Marché du travail : activité et taux de chômage Manque de dynamisme du marché du travail.
Au T4, le taux de chômage urbain s’est stabilisé à 5,1%, mais le nombre moyen d’heures travaillées n’a pas augmenté, et la croissance du revenu disponible réel par tête a ralenti ; elle a atteint +5,0% en 2025, contre une moyenne annuelle de +6,7% en 2015-2019. Les conditions du marché du travail restent dégradées par rapport aux années pré-Covid, ce qui s’explique, notamment, par une croissance plus modeste de la production dans les services (+5,5% en 2025, contre +7,8% en moyenne en 2015-2019). Le redressement dans les services reste fragile ; leur croissance a d’ailleurs marqué le pas au T4 (+4,6% en g.a. après +5,7% au T3).

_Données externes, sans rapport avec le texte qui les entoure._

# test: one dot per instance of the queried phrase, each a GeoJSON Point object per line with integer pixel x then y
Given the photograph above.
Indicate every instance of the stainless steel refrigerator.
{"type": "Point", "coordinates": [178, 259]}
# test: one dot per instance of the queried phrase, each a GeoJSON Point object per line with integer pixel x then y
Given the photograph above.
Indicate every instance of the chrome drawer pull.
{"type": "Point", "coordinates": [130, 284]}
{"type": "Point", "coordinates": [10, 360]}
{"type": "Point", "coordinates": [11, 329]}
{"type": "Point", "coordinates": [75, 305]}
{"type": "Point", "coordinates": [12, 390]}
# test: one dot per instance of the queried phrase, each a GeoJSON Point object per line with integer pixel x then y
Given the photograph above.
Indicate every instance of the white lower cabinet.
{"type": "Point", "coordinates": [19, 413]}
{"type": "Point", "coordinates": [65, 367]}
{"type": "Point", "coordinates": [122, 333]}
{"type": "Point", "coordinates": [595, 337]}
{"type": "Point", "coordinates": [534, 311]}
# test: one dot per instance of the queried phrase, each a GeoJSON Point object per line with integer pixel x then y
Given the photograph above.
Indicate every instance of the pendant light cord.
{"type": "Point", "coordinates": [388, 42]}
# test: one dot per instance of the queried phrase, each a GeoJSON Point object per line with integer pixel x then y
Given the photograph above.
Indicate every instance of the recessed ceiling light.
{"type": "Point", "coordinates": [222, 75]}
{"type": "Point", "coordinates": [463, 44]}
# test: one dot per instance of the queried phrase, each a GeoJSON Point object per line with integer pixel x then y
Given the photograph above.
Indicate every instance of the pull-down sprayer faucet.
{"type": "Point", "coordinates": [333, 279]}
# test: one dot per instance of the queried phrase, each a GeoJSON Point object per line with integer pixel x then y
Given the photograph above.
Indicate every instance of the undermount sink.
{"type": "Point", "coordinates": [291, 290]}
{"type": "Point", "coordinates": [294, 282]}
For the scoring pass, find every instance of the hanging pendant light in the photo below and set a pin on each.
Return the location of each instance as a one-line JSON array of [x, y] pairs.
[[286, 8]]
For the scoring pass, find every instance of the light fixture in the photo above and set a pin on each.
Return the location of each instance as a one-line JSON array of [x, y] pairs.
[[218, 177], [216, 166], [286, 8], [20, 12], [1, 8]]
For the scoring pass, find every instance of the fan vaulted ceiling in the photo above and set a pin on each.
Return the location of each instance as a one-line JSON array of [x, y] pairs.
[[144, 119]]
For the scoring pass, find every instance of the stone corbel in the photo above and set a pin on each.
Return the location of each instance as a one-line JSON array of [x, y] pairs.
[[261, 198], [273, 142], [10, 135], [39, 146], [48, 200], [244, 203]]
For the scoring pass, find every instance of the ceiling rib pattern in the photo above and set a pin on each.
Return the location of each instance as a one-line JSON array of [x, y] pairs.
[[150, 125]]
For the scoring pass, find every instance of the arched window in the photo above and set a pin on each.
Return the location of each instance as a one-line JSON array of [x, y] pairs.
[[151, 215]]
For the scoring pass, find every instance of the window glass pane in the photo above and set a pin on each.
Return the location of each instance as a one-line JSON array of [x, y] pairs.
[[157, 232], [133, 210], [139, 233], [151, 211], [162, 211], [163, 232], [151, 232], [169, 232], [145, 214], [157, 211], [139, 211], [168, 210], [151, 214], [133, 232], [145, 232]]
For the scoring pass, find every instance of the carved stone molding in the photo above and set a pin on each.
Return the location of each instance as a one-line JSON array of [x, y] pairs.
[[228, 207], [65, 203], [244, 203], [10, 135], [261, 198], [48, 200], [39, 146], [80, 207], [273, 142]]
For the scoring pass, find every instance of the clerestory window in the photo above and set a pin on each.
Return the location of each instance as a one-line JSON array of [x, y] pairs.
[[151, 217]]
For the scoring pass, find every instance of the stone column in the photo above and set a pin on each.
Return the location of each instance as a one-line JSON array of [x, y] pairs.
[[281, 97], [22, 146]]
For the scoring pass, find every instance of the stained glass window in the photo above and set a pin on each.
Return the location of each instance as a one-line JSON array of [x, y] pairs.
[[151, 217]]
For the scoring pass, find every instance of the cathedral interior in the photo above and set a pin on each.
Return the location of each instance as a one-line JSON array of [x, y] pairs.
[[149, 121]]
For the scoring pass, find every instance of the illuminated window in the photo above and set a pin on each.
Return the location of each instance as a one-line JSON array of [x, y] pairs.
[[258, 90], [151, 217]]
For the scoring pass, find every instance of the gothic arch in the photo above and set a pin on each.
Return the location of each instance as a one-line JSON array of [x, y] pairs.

Inflation et politique monétaire
Légère réduction des pressions déflationnistes.
L’inflation IPC est passée de -0,2% en g.a. au T3 2025 à +0,6% au T4, tirée par l’inflation sous-jacente (+1,2% au T4) et la hausse des prix des denrées alimentaires (après neuf mois de baisse). La baisse des prix à la production s’est légèrement réduite (-2,1% en g.a. au T4, contre -2,9% au T3). Les pressions déflationnistes pourraient continuer de s’atténuer légèrement à court terme sous l’effet, notamment, des mesures anti-involution.